13 : Permainan Belaka

122 16 3
                                        

Keesokan harinya merupakan hari yang anomali untuk Rania. Pasalnya, setelah semalam resmi berpacaran dengan mode backstreet, Frinza malah muncul di kelasnya seolah-olah tidak paham apa itu backstreet.

"Cie, cie. Pagi-pagi udah disamperin," ledek Tita.

Wajah Rania mendadak jutek. "Ngapain sih tuh orang?"

"Ya ngapain lagi emangnya? Nyamperin belahan jiwanya lah!" sahut Fira sambil tertawa bersama Tita.

Frinza duduk manis di salah satu bangku kosong tepat di seberang meja Rania. Seperti biasa, wajahnya ceria, lengkap dengan senyum tengil. Ia membawa dua roti telur gulung dibungkus kertas nasi. Salah satunya disodorkan pada Rania.

"Pagi, Nona," sapanya lembut. "Nih buat kamu."

Rania mengangkat alis. "Cari mati lu, ya? Ngapain sih ke sini?"

Frinza menggigit rotinya sendiri. "Cuma mau silaturahmi aja. Denger-denger, silaturahmi memperpanjang umur."

"Pergi ga lu," ucap Rania. "Umur lu malah pendek kalo ke sini!"

Frinza terkekeh. "Ah, suka gitu."

Rania menghela napas berat. Karena perempuan itu tahu bahwa Frinza tipikal manusia kepala batu, ia kembali sibuk pada bukunya, berusaha mengabaikan Frinza. Namun, lelaki itu tetap duduk di situ sambil memandang Rania tak bosan-bosan, meskipun wajahnya ditutupi buku. Malah, semakin Rania mengabaikannya, semakin ngeloyor Frinza.

"Suka baca buku?" tanya Frinza berbasa-basi. "Aku punya banyak buku di rumah, mau?"

"Ga. Ga butuh," jawab Rania singkat dengan nada ketus.

"Buku tulis  tapi," lanjut Frinza sambil terkekeh.

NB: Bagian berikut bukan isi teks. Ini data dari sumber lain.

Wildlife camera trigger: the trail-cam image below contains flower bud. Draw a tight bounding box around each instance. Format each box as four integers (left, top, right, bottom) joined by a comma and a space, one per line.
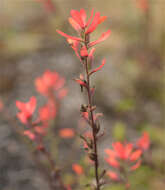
80, 46, 88, 58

Tita dan Fira ikut tertawa mendengar jokes Frinza.

Tak berslang lama, bel masuk berbunyi, menjadi nyanyian indah bagi Rania, dan petaka bagi Frinza.

"Aku pamit dulu. Besok ke sini lagi." Frinza berdiri, lalu berjalan keluar kelas dengan ringan kaki.

Rania hanya diam dengan tampang sebal. "Ngapa sih tuh orang?"

"Ngomong-ngomong, dia kok jadi manggilnya aku-kamu sih ke lu, Ran?" tanya Tita.

Terbesit senyum tipis di bibirnya. "Lu mau tau ga sih?"

Tita memicingkan mata. "Apaan?"

Rania merangkul Tita dan Fira, lalu berbisik menceritakan apa yang terjadi semalam dan mengapa lelaki itu ada di kelasnya barusan.

Di sisi lain, Frinza hendak turun dari lantai tiga menuju lantai dua. Ia sibuk nyengir dan berfantasi baik, hingga tak sadar bahunya menghantam seseorang cukup keras di belokan tangga.

"Ow, sorry, sorry!" ucap Frinza.

Sebuah buku tergeletak di lantai akibat benturan itu. Frinza buru-buru membungkuk, dan mengambil buku tersebut. Namun, tangannya sempat berhenti sejenak saat menatap judul buku itu: Kafka on the Shore.

Tapi tak berselang lama, ia mengambilnya dan mengembalikannya pada kakak kelas lelaki yang ia tabrak barusan.

"Nih, Kak bukunya. Sorry, ya," sambung Frinza lagi.

Kakak kelas itu punya ekspresi wajah yang dingin seperti Kenny. Seragamnya sangat rapi tanpa lekukan, dan memiliki aura yang membuat orang segan berada di hadapannya. Ia menerima bukunya tanpa respons yang berarti, lalu kembali melangkah tanpa sepatah kata pun.

Frinza menoleh dan menatap punggungnya yang perlahan menjauh, sampai masuk ke dalam kelas Rania. "Orang apa arwah pemasaran, ya?"

Tanpa ambil pusing, Frinza kembali menghadap depan dan melanjutkan langkah pulang ke kelasnya.